PERL

Q1:
Consider the following program:

  #! /usr/local/bin/perl5.003 -w

  {
        my($string) = "brad<hello>3hello";
        $string =~ /^[^\d]{2,4}<([^>]+)>\d?\1$/;
        if( defined($1) ) {
                print "$1\n";
        } else {
                print "not found\n";
        }
  }

Explain what the regular expression is trying to match?


A1:
The regular expression is attempting to match between 2 and 4 non digit
numbers and then anything between two <angle> brackets, an optional
number and then the word between the angle brackets again.

Thus the following inputs would produce these outputs :

brad<foo>3bar     = not found
brad<foo>3foo     = foo
brad<foo>foo      = foo
brd<foo>4foo      = foo
brd<foo>44foo     = not found
br<4foo>44foo     = 4foo


Q2:
If you were writing a perl program as a prototype for
a program you would like to eventually write in C (not C++),
would this alter how you write the Perl prototype? In what ways? 


A2:
To do this I would write the program in a strictly non object orientated
style, making sure that I explicitly put in 'destructors' where
necessary (by setting a variable to undef)  even though Perl does not
require them. I would attempt to make sure that types were as strict as
possible and where they were converted (the number 2 to the string "2"
for example) these would be explicitly documented.

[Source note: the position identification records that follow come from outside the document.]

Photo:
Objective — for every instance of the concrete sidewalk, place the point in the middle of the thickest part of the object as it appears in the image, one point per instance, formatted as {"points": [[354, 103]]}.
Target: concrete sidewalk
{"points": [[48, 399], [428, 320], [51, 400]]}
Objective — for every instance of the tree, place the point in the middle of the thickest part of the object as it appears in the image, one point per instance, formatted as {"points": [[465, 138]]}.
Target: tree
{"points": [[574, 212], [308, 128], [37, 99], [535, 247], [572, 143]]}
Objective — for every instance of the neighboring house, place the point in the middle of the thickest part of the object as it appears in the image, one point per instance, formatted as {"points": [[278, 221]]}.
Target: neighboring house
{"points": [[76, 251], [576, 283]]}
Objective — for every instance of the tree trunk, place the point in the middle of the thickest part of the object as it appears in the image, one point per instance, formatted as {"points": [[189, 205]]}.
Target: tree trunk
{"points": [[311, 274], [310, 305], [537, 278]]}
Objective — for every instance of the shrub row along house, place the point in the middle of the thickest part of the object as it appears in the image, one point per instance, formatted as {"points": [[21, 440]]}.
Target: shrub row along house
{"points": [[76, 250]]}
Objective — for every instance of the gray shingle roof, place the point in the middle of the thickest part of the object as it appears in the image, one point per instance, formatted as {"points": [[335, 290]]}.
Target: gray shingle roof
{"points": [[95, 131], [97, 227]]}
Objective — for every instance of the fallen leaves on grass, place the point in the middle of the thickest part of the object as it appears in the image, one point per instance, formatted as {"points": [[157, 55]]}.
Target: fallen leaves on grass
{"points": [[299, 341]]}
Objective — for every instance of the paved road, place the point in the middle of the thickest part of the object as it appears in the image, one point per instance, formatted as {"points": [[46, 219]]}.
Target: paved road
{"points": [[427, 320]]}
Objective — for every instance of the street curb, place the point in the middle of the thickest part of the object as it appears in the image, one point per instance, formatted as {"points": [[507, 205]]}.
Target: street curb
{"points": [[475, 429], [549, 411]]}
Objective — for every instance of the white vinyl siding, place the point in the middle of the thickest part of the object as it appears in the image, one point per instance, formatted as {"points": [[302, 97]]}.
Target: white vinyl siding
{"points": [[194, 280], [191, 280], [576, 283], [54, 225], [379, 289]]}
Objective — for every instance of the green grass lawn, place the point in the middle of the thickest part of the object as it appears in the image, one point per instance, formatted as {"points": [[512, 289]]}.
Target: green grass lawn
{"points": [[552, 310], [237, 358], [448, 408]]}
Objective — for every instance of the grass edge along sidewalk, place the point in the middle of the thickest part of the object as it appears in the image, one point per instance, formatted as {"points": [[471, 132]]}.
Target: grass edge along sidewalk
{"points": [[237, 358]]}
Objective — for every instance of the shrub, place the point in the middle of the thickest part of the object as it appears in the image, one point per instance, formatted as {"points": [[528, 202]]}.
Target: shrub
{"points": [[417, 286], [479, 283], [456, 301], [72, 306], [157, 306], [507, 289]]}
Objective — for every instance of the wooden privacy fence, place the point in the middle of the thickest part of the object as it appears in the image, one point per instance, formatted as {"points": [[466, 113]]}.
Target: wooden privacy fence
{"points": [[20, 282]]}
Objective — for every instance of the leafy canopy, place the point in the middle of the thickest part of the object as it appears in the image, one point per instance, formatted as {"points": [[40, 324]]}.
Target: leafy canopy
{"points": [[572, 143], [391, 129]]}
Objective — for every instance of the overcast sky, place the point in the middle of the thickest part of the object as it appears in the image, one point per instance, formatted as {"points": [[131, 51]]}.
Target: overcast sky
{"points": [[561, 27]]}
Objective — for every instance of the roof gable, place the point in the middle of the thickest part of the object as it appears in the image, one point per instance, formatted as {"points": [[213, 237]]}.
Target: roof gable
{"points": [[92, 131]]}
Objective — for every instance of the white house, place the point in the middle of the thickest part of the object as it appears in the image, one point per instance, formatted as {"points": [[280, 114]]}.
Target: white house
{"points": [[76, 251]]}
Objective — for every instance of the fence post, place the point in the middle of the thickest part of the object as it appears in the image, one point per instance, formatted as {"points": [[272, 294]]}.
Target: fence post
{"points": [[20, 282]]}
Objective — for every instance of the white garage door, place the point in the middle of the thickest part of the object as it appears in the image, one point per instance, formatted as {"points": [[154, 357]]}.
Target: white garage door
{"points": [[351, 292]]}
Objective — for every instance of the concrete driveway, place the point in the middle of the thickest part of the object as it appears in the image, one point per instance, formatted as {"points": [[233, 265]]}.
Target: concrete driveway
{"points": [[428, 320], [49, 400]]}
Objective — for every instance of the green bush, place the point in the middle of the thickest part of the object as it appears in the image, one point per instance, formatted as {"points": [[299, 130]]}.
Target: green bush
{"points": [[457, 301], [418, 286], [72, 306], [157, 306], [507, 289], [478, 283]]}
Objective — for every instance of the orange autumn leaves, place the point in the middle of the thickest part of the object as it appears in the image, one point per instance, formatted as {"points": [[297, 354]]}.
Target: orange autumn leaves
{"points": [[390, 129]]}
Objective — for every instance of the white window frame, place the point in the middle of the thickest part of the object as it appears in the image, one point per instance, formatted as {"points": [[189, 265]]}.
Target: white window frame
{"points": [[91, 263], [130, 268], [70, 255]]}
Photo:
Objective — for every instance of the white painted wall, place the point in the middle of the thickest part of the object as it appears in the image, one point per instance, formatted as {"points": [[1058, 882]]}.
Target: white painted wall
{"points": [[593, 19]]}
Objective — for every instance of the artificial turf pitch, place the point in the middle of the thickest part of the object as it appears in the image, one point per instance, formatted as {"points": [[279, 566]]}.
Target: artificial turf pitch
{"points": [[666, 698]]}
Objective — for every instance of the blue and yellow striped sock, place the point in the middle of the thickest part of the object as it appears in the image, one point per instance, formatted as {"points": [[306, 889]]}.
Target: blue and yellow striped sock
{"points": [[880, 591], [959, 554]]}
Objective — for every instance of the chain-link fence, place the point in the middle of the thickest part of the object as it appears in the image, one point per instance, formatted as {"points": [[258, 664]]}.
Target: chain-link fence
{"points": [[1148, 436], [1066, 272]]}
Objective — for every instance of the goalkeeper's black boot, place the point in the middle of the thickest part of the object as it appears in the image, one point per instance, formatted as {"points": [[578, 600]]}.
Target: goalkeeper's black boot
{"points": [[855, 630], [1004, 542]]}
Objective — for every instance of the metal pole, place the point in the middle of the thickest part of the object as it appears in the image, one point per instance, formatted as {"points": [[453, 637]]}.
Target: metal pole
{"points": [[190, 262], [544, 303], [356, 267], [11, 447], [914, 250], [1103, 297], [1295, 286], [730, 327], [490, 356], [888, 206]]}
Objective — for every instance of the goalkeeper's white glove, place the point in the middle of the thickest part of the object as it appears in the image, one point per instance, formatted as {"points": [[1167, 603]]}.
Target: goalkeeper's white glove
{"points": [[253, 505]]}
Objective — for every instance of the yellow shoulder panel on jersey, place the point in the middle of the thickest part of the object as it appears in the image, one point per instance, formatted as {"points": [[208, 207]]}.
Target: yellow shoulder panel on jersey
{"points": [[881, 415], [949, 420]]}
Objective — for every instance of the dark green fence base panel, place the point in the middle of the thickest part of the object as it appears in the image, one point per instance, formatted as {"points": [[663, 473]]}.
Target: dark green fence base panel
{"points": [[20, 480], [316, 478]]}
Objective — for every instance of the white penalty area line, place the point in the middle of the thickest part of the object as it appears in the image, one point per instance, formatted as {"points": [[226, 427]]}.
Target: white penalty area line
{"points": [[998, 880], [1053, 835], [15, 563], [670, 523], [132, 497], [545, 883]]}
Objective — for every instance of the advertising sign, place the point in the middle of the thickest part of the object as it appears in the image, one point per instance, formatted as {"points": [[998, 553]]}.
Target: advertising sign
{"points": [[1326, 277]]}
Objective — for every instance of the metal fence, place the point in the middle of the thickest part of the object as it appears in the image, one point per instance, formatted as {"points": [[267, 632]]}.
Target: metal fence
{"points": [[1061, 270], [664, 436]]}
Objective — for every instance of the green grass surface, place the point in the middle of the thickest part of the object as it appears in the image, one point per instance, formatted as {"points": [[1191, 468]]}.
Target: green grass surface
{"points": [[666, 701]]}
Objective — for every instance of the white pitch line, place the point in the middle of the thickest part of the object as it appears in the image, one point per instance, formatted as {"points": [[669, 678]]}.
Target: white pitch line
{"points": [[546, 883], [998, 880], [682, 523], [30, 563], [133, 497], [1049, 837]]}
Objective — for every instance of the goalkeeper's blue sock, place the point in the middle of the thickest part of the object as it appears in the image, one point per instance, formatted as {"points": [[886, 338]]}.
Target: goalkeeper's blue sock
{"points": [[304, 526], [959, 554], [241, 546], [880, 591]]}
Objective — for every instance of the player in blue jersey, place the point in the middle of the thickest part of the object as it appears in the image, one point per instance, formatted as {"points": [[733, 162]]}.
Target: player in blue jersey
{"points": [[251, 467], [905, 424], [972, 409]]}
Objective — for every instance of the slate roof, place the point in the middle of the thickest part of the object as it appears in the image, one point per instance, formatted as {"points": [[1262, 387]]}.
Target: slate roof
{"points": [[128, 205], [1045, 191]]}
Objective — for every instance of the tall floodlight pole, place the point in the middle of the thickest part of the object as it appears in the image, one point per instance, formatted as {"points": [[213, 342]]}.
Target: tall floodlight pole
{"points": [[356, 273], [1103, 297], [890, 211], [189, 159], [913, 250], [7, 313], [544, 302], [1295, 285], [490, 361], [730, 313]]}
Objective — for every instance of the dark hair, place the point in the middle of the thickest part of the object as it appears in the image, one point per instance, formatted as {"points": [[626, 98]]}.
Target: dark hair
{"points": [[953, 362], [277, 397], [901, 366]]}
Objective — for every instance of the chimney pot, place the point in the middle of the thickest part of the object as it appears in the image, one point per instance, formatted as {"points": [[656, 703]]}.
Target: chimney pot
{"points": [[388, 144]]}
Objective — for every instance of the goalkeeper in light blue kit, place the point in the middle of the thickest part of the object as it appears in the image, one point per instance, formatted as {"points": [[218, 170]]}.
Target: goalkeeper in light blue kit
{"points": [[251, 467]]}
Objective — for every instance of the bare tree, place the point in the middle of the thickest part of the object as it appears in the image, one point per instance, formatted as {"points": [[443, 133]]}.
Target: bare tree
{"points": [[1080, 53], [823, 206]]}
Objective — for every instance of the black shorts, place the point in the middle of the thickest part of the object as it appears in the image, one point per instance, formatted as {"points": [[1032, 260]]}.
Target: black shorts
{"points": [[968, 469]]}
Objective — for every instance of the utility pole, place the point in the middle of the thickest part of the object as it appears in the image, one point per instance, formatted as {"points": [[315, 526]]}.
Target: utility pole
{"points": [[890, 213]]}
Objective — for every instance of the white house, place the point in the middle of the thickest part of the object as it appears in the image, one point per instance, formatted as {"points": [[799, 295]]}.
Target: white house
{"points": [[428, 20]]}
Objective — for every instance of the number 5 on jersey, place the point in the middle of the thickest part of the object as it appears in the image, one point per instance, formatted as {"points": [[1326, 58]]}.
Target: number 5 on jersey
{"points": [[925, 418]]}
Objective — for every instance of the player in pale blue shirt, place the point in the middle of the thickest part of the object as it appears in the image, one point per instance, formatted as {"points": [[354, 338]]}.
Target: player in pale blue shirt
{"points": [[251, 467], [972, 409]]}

Using Perl idiosyncrasies and special features such as foreach loops and 
the unless statement would only provide complications when the porting 
from Perl to C. Things likes regular expressions and CPAN modules 
should be avoided unless there was a satisfactory equivalent available 
to C through a similar interface.


Q3:
What does 'my' do? Is it the same as 'local'?

A3:
To quote from the perl documentation

       `local($x)' saves away the old value of the global vari­
       able `$x', and assigns a new value for the duration of the
       subroutine, which is visible in other functions called
       from that subroutine.  This is done at run-time, so is
       called dynamic scoping.  local() always affects global
       variables, also called package variables or dynamic vari­
       ables.

       `my($x)' creates a new variable that is only visible in
       the current subroutine.  This is done at compile-time, so
       is called lexical or static scoping.  my() always affects
       private variables, also called lexical variables or
       (improperly) static(ly scoped) variables.

 
What this means is that with local, variables are propagated to 
successive function calls. So ...

-- code --
$variable = 'foo';

sub dynamic
{
	local $variable = 'bar';
	print_variable();
}

sub static 
{
	my $variable = 'bar';
	print_variable();

}

sub print_variable
{
	print "variable is $variable\n";

}


print_variable();
static();
dynamic();
-- end code --

prints out


foo
foo
bar


Q4:
Given a string $text containing multiple lines of text, how do you
strip all the html tags?

A4:
The very short answer is :

	$text =~ s/<.*?>//gs;

a longer answer, taken from the perldoc, is 

	$text =~ s/<(?:[^>'"]*|(['"]).*?\1)*>//gs

however, for various reasons (CDATA sections, Javascript, etc) this 
won't work for all cases.

A better solution would be to use the CPAN module HTML::Parser which has 
had years of experience and bug fixing. There's no point reinventing 
the wheel when time could be spent more productively implementing other 
features.

Using this, the way to do it would be :


	my $p = HTML::Parser->new(api_version => 3,
      	       	       	          text_h => [ sub { print shift }, "dtext" ]
                                 );

	$p->parse_file($file);


Q5:
Given a string $text, write a regular expression to strip the
white space from the beginning and end of the string

A5:
	$text =~ s/^\s*(.*?)\s*$/$1/s; # the s at the end is in case there are 
				       # carriage  returns in the string

another method might be
	$text =~ s/(^\s*|\s*$)//sg;


------------------------------------------------
C / C++

Q6:
What is the significance of a const variable?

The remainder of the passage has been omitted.